Lampião foi morto em 28 de julho de 1938, na grota de Angicos, atualmente município de Poço Redondo, em Sergipe, durante um massacre perpetrado por uma força volante da polícia alagoana. Neste evento, sua companheira Maria Adelaide (Maria Bonita) e mais nove cangaceiros - Luiz Pedro, Enedina, Moeda, Alecrim, Colchete, Macela, Elétrico, Mergulhão e Quinta-feira - também foram executados.

Na madrugada da execução, a grota de Angicos, que serviu como último esconderijo de Lampião e seu grupo, foi cercada pela volante do tenente João Bezerra, composta por 49 policiais. A tropa, após atravessar o rio São Francisco em barcos, enfrentou a inóspita caatinga e cercou a grota, iniciando um intenso tiroteio contra o bando de cangaceiros, que contava com aproximadamente 40 a 50 homens e não teve a oportunidade de reagir adequadamente.

Todos os onze cangaceiros foram mortos e decapitados. As cabeças foram acondicionadas em latas vazias de querosene e exibidas publicamente como troféus nas cidades de Piranhas (AL), Maceió (AL) e Salvador (BA).

Versões

Mais de 85 anos após o episódio, versões contraditórias sobre os eventos ainda persistem. O debate entre pesquisadores do cangaço permanece acirrado e distante de um consenso sobre as circunstâncias que envolveram os últimos momentos de Lampião, inclusive alguns que duvidam de sua morte.

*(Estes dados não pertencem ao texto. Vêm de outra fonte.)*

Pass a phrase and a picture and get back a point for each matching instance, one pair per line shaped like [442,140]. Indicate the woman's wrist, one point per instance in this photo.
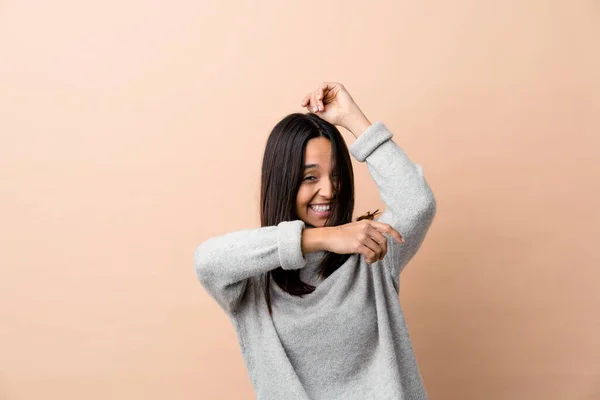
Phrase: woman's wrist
[356,123]
[314,239]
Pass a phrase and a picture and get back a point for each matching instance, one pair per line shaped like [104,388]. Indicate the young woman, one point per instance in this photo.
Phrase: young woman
[313,295]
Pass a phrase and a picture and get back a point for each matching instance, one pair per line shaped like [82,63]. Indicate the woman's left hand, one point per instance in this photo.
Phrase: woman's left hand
[332,102]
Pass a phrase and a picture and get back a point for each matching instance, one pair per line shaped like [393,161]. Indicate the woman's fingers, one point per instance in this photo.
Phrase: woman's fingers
[305,100]
[369,254]
[376,243]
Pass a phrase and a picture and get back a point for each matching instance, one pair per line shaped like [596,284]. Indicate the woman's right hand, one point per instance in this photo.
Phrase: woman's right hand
[361,237]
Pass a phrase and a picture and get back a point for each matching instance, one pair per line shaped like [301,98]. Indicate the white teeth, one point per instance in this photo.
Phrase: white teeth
[321,208]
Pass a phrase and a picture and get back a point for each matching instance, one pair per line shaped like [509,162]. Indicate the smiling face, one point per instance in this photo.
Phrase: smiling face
[316,190]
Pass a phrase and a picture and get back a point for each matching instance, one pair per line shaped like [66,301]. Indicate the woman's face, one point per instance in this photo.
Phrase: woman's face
[316,190]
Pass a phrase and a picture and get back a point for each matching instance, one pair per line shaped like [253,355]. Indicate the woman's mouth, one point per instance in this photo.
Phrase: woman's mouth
[320,210]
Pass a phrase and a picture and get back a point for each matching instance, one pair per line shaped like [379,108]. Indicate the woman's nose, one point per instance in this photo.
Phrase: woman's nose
[326,189]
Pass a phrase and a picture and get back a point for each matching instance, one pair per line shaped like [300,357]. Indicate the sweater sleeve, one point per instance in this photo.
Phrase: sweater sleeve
[225,263]
[410,203]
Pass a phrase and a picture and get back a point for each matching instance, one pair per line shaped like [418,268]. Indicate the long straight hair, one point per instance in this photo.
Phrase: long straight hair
[282,173]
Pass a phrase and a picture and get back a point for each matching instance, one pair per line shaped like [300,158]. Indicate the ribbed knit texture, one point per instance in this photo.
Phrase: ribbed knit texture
[348,339]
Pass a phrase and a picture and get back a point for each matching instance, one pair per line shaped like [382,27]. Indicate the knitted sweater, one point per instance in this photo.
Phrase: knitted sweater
[348,339]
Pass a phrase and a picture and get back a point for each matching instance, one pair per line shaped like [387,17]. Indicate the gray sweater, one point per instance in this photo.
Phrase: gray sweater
[348,339]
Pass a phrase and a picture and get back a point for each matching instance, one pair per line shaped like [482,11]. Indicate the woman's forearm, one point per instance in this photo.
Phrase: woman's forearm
[356,124]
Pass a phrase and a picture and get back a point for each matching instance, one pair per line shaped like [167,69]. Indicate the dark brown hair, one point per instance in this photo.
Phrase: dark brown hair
[282,172]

Uma das teorias sugere que Lampião e seu grupo foram envenenados antes do tiroteio e que a polícia disparou contra o grupo já morto. Outros defendem que o verdadeiro rei do cangaço não teria morrido em Angicos, mas que um “sósia” teria sido morto em seu lugar – o verdadeiro Lampião teria vivido até os 100 anos, em Minas Gerais.

Em 2019, uma perícia realizada nas roupas e objetos que pertenciam a Lampião no dia da emboscada revelou que ele foi atingido por três tiros. O primeiro disparo atingiu seu punhal, desviando-se para a região umbilical; o segundo passou através da cartucheira – que estava apoiada em seu ombro – e atingiu o coração; e o terceiro tiro acertou sua cabeça.

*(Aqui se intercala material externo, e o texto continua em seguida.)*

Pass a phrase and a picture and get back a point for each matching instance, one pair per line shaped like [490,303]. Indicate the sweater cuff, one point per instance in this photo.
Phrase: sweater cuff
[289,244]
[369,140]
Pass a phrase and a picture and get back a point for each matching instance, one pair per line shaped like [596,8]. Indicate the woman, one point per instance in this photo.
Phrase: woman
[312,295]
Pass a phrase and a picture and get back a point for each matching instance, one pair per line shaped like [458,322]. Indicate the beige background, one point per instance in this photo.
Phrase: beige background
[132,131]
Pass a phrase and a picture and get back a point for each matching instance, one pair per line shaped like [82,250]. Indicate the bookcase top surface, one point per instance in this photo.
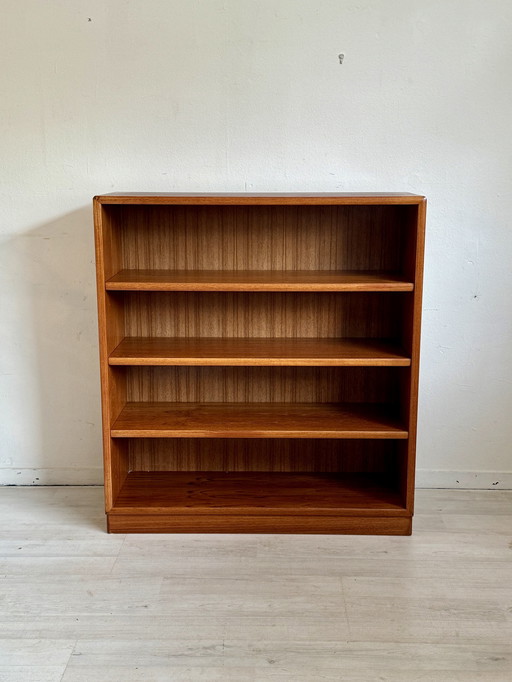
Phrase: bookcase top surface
[270,198]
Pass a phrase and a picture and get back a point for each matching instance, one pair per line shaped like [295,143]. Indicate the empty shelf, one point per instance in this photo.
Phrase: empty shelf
[257,280]
[258,351]
[256,420]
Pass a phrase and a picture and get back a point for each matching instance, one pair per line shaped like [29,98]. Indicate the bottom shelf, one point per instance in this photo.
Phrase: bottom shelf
[254,502]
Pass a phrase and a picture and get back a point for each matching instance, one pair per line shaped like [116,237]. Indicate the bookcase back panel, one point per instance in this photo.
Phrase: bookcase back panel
[232,454]
[261,237]
[264,384]
[264,315]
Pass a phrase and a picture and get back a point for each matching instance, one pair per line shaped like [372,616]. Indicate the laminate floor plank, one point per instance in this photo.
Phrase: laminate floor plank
[78,605]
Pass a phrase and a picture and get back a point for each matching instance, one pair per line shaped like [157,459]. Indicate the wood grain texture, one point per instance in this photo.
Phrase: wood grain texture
[257,493]
[250,351]
[265,315]
[265,384]
[256,420]
[304,525]
[256,238]
[264,335]
[257,280]
[191,608]
[265,198]
[265,454]
[111,331]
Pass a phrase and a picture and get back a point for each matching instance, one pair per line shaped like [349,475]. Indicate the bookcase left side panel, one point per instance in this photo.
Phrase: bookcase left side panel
[111,333]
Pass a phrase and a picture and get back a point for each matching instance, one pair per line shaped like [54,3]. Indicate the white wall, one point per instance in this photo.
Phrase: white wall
[249,95]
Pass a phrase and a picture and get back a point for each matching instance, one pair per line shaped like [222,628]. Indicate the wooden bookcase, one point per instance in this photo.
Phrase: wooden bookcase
[259,361]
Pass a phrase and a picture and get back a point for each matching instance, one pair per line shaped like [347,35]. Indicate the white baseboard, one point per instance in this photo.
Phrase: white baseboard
[468,480]
[54,476]
[425,478]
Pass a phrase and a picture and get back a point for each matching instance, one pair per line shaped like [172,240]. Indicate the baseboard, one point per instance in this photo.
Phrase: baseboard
[425,478]
[468,480]
[52,476]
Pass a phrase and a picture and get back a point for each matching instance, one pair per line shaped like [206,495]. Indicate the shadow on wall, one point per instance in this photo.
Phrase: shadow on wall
[56,264]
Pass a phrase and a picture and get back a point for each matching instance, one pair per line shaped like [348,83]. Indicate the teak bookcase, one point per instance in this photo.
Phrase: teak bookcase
[259,361]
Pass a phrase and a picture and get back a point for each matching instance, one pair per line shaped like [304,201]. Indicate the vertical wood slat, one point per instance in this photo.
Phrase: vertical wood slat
[111,332]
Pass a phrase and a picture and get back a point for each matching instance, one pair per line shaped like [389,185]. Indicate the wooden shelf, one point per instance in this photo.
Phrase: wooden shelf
[209,492]
[256,420]
[258,351]
[209,305]
[257,280]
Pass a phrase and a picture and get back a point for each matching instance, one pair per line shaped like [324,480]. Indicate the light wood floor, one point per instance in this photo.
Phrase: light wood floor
[78,605]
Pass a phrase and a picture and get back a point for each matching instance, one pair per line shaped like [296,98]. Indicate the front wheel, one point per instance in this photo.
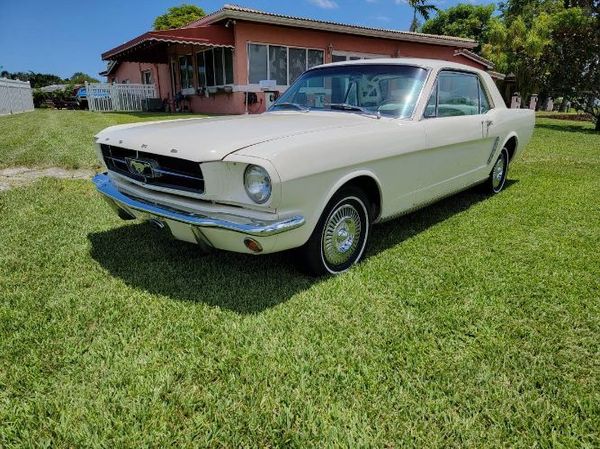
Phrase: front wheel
[497,179]
[341,235]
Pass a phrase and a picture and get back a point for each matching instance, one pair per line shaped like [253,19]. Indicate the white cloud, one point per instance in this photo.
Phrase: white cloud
[325,4]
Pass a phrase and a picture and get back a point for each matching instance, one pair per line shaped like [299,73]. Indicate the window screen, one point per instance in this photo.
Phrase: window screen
[219,67]
[228,66]
[186,72]
[278,64]
[257,58]
[201,69]
[297,63]
[315,57]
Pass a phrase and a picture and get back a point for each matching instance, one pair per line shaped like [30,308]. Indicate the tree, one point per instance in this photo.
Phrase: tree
[519,49]
[574,60]
[178,16]
[462,20]
[35,79]
[420,9]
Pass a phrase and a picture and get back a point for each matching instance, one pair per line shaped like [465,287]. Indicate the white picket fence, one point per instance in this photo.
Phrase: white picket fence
[106,97]
[15,96]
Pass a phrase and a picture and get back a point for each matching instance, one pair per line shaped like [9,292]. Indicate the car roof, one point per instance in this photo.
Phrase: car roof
[419,62]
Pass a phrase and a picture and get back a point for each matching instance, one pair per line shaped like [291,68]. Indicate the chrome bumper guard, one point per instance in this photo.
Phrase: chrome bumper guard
[229,222]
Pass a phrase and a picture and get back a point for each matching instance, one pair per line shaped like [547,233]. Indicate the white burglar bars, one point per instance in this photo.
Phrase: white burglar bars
[106,97]
[15,96]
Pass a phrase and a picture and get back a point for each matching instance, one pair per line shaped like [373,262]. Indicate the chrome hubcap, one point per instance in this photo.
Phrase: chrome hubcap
[342,235]
[498,172]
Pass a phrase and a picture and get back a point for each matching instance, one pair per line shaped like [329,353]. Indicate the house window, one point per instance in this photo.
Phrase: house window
[186,72]
[215,67]
[280,64]
[340,56]
[147,77]
[257,62]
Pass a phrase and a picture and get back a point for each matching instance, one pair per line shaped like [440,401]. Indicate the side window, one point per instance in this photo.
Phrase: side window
[484,102]
[458,94]
[430,109]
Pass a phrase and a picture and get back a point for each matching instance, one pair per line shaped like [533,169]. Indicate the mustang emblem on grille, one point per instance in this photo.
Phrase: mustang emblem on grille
[142,167]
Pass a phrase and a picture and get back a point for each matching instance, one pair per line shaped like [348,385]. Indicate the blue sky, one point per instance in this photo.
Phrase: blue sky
[67,36]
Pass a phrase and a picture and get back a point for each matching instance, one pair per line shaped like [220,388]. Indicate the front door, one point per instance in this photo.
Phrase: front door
[457,137]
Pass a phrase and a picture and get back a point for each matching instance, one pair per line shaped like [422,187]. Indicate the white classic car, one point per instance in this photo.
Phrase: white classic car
[348,145]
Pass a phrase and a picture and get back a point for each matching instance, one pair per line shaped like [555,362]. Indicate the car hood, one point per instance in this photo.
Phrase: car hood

A perícia foi conduzida por Victor Portela, perito do Instituto de Criminalística de Alagoas. Para o especialista, é impossível determinar qual dos tiros – ou se a combinação deles – causou a morte de Lampião. Contudo, ele destaca que sua experiência aponta para um dado controverso nas teorias até então discutidas: os disparos no peito e na barriga não teriam efeito letal imediato. A perícia revelou ainda que os disparos foram efetuados de cima para baixo.

A Vingança de Corisco

Um dos principais aliados de Lampião, não menos famoso que o Rei do Cangaço, era Corisco, conhecido como o "Diabo Louro". Ele não estava presente em Angicos no dia da morte de seu líder. Corisco já havia formado um grupo independente, que atuava à parte de Virgulino Ferreira. A morte de Lampião foi interpretada como uma afronta pessoal por Corisco, que jurou uma terrível vingança: ele prometeu matar não apenas os delatores de Lampião, mas também os soldados, o tenente Bezerra e todos que encontrasse com esse sobrenome.

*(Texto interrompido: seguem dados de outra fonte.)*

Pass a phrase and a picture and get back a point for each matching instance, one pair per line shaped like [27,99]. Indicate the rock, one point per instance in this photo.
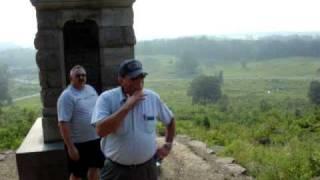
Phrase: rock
[198,147]
[225,160]
[235,169]
[217,149]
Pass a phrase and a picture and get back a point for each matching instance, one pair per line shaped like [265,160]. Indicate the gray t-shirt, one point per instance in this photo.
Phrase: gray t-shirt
[76,106]
[135,140]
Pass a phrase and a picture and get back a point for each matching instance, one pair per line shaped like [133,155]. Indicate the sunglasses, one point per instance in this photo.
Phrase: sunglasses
[80,75]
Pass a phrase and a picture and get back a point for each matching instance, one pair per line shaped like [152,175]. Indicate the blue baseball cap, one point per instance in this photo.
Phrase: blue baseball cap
[132,68]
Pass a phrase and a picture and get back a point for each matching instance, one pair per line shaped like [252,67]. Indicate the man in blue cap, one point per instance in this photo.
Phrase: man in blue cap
[125,117]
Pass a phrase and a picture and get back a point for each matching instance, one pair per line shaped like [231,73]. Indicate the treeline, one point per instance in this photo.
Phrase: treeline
[18,58]
[215,49]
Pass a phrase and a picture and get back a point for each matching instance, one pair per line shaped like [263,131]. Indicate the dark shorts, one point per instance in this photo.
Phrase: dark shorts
[90,157]
[115,171]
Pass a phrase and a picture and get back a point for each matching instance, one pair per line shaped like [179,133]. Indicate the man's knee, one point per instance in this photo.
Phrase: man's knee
[93,174]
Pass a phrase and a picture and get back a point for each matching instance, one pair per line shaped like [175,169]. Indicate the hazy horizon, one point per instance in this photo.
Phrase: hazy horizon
[165,19]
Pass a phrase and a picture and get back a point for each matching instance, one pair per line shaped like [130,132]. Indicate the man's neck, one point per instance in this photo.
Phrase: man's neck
[78,87]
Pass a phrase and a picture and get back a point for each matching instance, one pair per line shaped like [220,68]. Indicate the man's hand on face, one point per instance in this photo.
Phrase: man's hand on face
[134,98]
[73,153]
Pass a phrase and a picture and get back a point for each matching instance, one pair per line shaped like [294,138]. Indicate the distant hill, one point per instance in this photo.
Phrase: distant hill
[16,57]
[7,45]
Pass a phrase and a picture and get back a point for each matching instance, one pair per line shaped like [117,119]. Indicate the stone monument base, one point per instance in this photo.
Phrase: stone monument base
[37,160]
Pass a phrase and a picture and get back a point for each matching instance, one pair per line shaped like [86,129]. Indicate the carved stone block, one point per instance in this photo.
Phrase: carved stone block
[117,36]
[117,17]
[47,39]
[48,60]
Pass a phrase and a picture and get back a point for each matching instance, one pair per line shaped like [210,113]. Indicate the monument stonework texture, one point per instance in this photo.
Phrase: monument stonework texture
[97,34]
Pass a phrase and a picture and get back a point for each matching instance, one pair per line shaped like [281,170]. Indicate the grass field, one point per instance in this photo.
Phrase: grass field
[266,121]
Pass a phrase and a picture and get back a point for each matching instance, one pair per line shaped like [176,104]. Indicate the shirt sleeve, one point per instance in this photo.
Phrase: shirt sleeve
[101,110]
[165,114]
[65,108]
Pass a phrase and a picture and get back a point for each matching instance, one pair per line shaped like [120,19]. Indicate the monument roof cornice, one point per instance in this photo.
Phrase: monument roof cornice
[70,4]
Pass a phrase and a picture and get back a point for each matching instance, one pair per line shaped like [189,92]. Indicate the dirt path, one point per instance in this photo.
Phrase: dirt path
[188,160]
[8,169]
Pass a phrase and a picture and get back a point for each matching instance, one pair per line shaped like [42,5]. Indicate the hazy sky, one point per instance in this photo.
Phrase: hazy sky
[174,18]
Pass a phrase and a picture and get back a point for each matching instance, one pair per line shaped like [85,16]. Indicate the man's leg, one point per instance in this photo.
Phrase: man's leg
[146,172]
[93,173]
[111,171]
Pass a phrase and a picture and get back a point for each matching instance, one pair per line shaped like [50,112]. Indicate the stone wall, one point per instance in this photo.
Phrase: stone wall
[116,43]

Corisco rapidamente começou a cumprir sua promessa. Em Piranhas, no sertão alagoano, invadiu a casa de um dos supostos delatores, assassinando-o, assim como sua esposa e três filhos. Degolou os mortos, colocou as cabeças em um saco e enviou-as ao prefeito da cidade, acompanhadas de um bilhete que aludia à decapitação de Lampião: "Se o negócio é de cabeças, vou mandar em quantidade".

No ano seguinte à morte de Lampião, as autoridades do Nordeste garantiram segurança a todos os cangaceiros que se entregassem à polícia. Muitos aceitaram a proposta, e alguns até se integraram às volantes que combatiam os cangaceiros remanescentes.

Essas vitórias impulsionaram as forças policiais, que intensificaram a perseguição aos remanescentes do cangaço. No entanto, Corisco continuou sua trajetória de violência até 5 de maio de 1940, quando foi morto em um tiroteio com uma força volante, em Brotas de Macaúbas, na Bahia.

A morte de Corisco coincide praticamente com o fim do cangaço. O desaparecimento de líderes como Lampião e Corisco, antes que outros estivessem prontos para assumir o comando, é um dos fatores que explicam o declínio desse tipo de banditismo.